Mkunga stava sognando le palme di Zanzibar e le ripetute percosse sulla porticina di legno, la risvegliarono come una noce di cocco che ti cade sulla testa. Era stordita. Non capiva ancora bene la lingua swahili, ma la capiva quanto basta per sentirsi chiamata in causa: c’era un’emergenza. Ma da come strillavano lo avrebbe capito chiunque. Un’altra notte insonne, ma aiutare un bimbo nuovo ad entrare nel mondo, non ha prezzo. Mkunga si fiondò al centro così com’era: nel suo doppio strato di leggins e magliette stropicciate. Si piegò sulla donna accasciata e le tastò il polso. Era debolissimo. Poi, ancora lì dove si trovava, le scoprì l’addome e la auscultò con lo stetoscopio di Pinard in alluminio, quello a forma di trombetta. Nessun battito. E del resto nessun visibile rigonfiamento riconducibile ad altro che non fosse la normale adipe della donna. Scarsa per lo più, da quanto era emaciata.
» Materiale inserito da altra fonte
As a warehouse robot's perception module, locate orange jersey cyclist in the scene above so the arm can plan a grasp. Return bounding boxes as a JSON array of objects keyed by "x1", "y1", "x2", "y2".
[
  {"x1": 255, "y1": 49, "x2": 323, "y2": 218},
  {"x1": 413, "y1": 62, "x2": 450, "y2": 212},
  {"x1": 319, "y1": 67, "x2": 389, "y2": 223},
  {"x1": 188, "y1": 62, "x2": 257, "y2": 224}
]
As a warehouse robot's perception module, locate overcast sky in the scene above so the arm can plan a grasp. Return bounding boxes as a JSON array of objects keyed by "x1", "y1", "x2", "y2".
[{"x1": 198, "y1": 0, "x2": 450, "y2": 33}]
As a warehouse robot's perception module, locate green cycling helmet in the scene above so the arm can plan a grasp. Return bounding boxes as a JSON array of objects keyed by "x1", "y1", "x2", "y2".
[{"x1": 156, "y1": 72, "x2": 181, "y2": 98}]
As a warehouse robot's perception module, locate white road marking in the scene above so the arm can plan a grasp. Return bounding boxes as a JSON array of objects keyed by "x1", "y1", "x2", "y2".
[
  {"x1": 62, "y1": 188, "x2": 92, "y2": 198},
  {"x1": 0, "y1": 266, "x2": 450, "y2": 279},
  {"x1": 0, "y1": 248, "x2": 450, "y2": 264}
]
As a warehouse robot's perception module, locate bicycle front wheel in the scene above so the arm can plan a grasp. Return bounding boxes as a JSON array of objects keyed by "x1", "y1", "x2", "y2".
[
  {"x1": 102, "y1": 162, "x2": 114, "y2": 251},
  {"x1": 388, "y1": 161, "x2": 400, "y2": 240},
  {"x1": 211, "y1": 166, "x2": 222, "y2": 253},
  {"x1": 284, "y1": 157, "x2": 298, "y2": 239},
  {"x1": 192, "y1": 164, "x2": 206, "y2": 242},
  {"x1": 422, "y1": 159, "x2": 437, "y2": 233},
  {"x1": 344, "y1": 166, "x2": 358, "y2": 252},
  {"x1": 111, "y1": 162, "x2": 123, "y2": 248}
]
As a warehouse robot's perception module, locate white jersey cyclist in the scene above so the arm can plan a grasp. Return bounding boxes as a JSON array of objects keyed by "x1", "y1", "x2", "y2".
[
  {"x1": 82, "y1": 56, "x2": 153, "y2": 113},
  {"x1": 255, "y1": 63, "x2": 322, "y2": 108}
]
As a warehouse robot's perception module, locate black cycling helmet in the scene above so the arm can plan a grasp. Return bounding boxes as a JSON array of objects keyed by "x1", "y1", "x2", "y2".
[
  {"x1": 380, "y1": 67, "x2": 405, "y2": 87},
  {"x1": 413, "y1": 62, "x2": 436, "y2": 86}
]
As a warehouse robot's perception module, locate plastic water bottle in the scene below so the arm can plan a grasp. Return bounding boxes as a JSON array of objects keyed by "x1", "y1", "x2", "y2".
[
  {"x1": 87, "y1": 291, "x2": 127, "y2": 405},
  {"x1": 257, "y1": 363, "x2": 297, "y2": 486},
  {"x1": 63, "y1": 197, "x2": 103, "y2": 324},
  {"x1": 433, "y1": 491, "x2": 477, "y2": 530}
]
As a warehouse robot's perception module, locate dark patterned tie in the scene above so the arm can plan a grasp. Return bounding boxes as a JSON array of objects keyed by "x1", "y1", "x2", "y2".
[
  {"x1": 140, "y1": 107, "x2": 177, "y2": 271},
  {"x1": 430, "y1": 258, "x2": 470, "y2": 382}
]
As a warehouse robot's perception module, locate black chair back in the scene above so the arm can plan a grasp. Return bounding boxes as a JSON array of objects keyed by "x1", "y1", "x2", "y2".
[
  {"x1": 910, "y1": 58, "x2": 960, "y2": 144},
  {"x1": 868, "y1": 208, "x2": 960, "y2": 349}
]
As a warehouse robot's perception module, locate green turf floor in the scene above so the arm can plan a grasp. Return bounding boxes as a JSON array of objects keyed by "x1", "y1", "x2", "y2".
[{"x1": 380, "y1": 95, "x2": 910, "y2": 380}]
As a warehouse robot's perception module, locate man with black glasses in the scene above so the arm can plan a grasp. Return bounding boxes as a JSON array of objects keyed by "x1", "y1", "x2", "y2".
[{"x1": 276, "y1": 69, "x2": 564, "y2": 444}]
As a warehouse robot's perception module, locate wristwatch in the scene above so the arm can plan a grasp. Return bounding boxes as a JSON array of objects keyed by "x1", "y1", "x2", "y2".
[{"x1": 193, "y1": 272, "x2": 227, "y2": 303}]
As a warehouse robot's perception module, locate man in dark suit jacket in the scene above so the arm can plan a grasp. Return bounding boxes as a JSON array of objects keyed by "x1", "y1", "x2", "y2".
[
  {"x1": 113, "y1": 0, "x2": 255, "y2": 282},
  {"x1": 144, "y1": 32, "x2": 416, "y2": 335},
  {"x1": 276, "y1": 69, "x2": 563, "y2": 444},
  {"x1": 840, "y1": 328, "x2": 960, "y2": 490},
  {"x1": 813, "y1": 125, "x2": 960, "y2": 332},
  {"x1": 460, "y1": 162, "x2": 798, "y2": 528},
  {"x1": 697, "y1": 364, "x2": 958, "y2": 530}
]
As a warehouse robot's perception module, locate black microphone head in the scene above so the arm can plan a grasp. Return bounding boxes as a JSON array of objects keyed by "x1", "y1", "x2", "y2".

“Aiutatemi, per favore. Portiamola in ambulatorio e andate a chiamare Daktari, la dottoressa”

Quando giunse la Daktari era troppo tardi. La donna era già stata avvolta in un paio di kanga colorati di fortuna.

Anche la morte è a colori in Africa. Colorata e senza lacrime.

Mentre avvolgevano la donna nei kanga, nella stanzetta accanto la giovane Mariamu invece piangeva e urlava da una mezz’oretta. Il parto era già aperto.

Mkunga non sarebbe tornata a casa tanto presto.

Nel cuore della notte muore silenziosa una donna e all’alba nasce strillando un bambino. A una morte da qualche parte, corrisponde una nascita da qualche altra. A volte anche nello stesso luogo.

funerale africano

Il Kanga. Ecco, il Kanga potrebbe essere sinonimo di vita. Sprizza vita anche sui morti. Il Kanga è il pareo colorato che viene indossato e usato un po’ per tutto. Con i suoi motivi colorati rallegra il funerale e unisce i partecipanti, anche quando uomini e donne sono divisi. Gli uomini si affaccendano sul luogo della sepoltura e si occupano del feretro; le donne si avvicinano solo dopo l’inumazione e intanto si dedicano al rituale orale della biografia del morto. Raccontano la storia della persona e la storia dell’uomo attraverso una cantrice leader. Si piange? No. E perché? E poi via tutti a mangiare ugali e mahraghe, il corrispondente di polenta e fasoi del muzungu del nord Italia.

Ah! I kumbi kumbi escono con la pioggia a milioni dai buchi nel terreno. Si mettono in volo e in aria si accoppiano, perdono le ali e ritornano a rintanarsi nei buchi. Anche loro sono la prova evidente di ciò che morte non è.

Per quanto mi riguarda io non sto ancora tanto bene. Gli incubi si stanno diradando, ma il mal di testa non accenna ad andarsene. A volte mi si annebbia persino la vista.

Credo che farò dei nuovi controlli.

Finisce che mi ricoverano un’altra volta. E devo interrompere momentaneamente il mio viaggio per non so ancora bene dove o cosa. A dire il vero, dall’incidente non mi ero ancora rimesso in cammino. Per lo meno non geograficamente parlando. Credo che a breve avrò modo di sperimentare una concezione del tempo molto più africana che europea. Non so se è un bene o un male. Vedremo: tempo al tempo.